The aggregation of RBCs is a reversible phenomenon. The MPHS in our current series of cases disappeared in subsequent FFA studies as the CRAO showed signs of resolution. This supports our contention that the MPHS seen on FFA are most likely RBC aggregates similar to the ‘box-carring’ of larger retinal arteries seen on clinical examination and FFA. The MPHS could reveal the severity of the occlusion and the visual prognosis. The presence of the MPHS, however, had no effect on the treatment decision.

Single or multiple hyperfluorescent spots at the posterior pole are seen in a number of choroidal diseases, including central serous chorioretinopathy, Vogt-Koyanagi Harada syndrome, sympathetic ophthalmia, posterior scleritis, and occasionally due to drusen staining in age-related macular degeneration [8]. Aside from the abnormal retinal pigment epithelium detected on OCT, the time of appearance of the hyperfluorescent spot could be crucial in making a diagnosis. The hyperfluorescence spots seen in acute CRAO appear in the middle phases of the angiogram and remain hyperfluorescent due to RBC aggregate staining of the dye. In contrast, hyperfluorescence seen in choroidal pathologies begins early in the angiogram and continues to increase in size and intensity until late in the angiogram, indicating leakage.

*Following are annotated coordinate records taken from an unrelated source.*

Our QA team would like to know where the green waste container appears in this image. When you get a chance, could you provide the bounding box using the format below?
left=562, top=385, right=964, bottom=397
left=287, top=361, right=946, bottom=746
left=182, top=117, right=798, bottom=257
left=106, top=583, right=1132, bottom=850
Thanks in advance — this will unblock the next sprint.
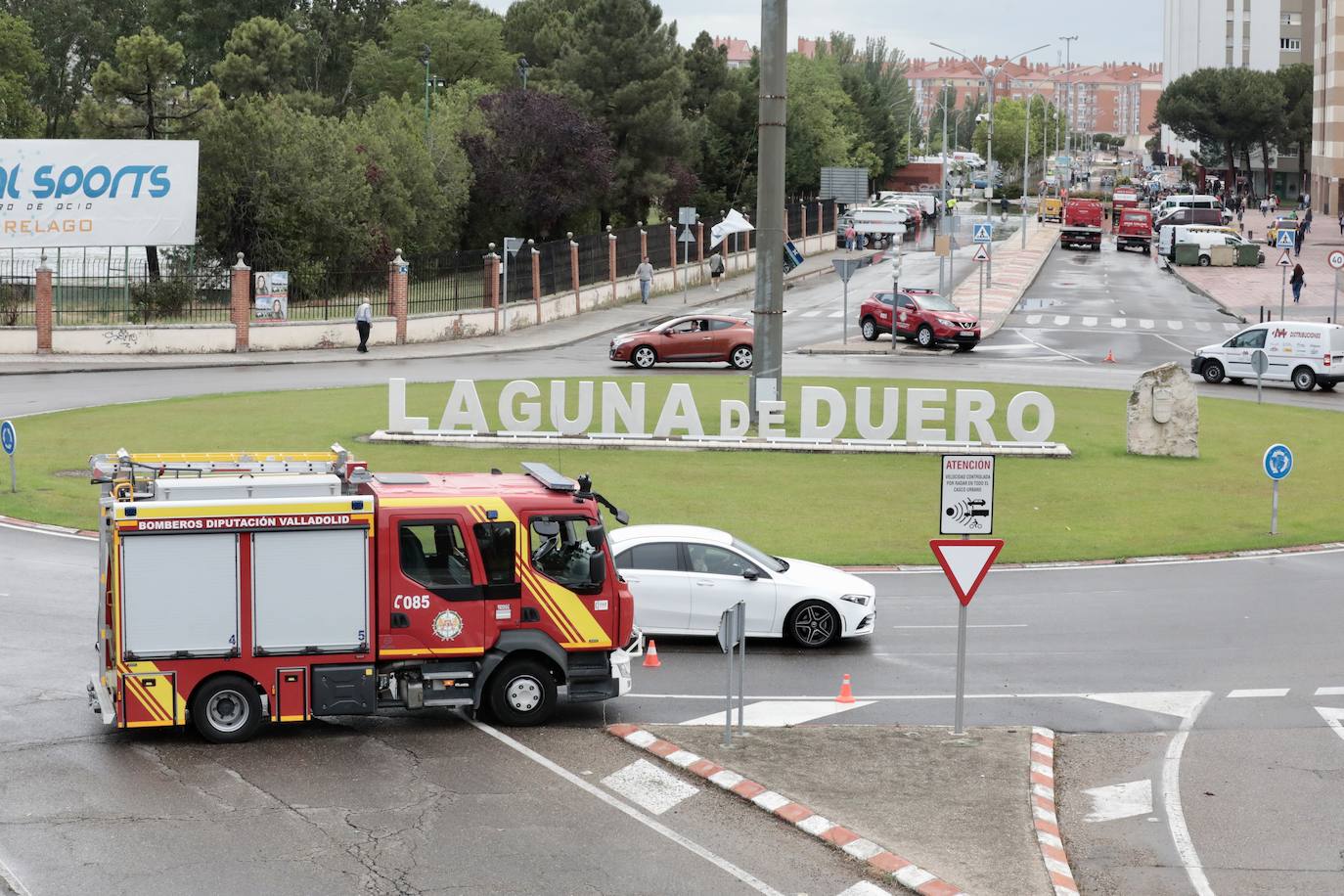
left=1175, top=244, right=1199, bottom=265
left=1236, top=244, right=1259, bottom=267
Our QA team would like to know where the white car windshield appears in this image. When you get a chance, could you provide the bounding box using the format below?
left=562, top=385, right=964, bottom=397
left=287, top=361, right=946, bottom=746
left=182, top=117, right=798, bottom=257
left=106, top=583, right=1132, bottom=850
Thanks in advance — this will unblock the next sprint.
left=733, top=539, right=789, bottom=572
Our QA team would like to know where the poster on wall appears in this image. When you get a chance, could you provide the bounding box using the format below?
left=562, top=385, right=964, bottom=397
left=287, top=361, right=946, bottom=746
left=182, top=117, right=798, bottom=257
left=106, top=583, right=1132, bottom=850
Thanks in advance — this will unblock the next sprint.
left=0, top=140, right=199, bottom=248
left=252, top=270, right=289, bottom=321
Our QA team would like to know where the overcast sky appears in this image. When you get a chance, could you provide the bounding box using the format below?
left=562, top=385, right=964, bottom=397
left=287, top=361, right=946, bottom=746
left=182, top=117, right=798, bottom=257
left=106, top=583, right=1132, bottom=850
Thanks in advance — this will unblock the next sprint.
left=477, top=0, right=1163, bottom=64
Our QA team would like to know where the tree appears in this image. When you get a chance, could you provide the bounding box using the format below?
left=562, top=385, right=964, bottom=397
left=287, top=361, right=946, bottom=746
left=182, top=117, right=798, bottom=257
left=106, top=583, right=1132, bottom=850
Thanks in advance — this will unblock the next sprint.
left=465, top=90, right=615, bottom=239
left=215, top=16, right=304, bottom=97
left=353, top=0, right=515, bottom=102
left=79, top=25, right=220, bottom=281
left=0, top=12, right=43, bottom=137
left=554, top=0, right=690, bottom=223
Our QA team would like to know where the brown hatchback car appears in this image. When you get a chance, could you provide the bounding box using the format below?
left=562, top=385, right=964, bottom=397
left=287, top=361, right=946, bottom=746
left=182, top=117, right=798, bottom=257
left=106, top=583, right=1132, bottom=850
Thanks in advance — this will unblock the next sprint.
left=608, top=314, right=755, bottom=371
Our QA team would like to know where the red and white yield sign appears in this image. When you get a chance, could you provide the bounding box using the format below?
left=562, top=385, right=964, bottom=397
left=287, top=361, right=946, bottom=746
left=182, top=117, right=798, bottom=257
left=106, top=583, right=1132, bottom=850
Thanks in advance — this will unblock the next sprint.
left=928, top=539, right=1004, bottom=605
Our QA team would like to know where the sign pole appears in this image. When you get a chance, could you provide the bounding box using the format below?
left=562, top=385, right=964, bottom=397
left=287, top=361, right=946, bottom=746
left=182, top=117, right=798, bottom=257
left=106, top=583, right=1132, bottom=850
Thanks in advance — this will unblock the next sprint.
left=1269, top=479, right=1278, bottom=535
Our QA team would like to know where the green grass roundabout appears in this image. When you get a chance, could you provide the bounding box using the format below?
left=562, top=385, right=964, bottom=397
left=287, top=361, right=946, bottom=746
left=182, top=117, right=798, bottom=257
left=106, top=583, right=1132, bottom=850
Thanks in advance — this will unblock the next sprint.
left=0, top=377, right=1344, bottom=564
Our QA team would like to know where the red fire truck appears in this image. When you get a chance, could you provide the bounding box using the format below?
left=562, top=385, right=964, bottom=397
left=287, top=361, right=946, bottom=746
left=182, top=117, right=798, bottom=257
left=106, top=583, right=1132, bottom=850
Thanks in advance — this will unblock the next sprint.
left=89, top=445, right=639, bottom=742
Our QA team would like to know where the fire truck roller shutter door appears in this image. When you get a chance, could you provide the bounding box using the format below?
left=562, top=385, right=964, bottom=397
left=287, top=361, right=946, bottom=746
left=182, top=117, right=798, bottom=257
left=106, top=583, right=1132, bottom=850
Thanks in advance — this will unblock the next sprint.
left=252, top=528, right=370, bottom=652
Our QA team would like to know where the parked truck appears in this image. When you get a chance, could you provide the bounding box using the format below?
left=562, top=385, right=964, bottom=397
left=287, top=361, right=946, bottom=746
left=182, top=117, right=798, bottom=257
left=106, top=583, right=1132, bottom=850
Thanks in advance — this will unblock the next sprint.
left=1059, top=199, right=1102, bottom=251
left=87, top=446, right=639, bottom=742
left=1115, top=208, right=1153, bottom=255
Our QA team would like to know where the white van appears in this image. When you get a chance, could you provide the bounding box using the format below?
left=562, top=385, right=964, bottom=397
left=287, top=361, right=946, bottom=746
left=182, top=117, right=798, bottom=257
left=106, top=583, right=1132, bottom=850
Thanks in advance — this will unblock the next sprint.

This study has several limitations. In this study, only a small proportion of cases initially underwent FFA. Second, only patients who had undergone invasive FFA were included in the analysis, which introduces the possibility of selection bias. As the FFA was recommended at the discretion of the clinician and the study design was retrospective, this could not have been avoided. Third, the timing of the FFA was inconsistent in all instances, which could be attributed to its retrospective nature, which is one of its major limitations. Fourth, the FFA result was not correlated with the treatment modality or treatment outcomes; therefore, it does not contribute to the treatment decision. On the other hand, research on this topic is limited. This study describes a novel imaging finding on FFA in acute CRAO cases and offers a possible explanation for its presence. The discovery could be an indirect predictor of visual prognosis in cases of acute CRAO.

To summarize, MPHS at the posterior pole on FFA in acute CRAO cases could imply greater occlusion severity and, as a result, poor visual outcomes even after treatment. The most likely pathogenesis for this finding is RBC aggregation. Future research would be needed to determine whether FFA is truly a necessary investigation for acute CRAO.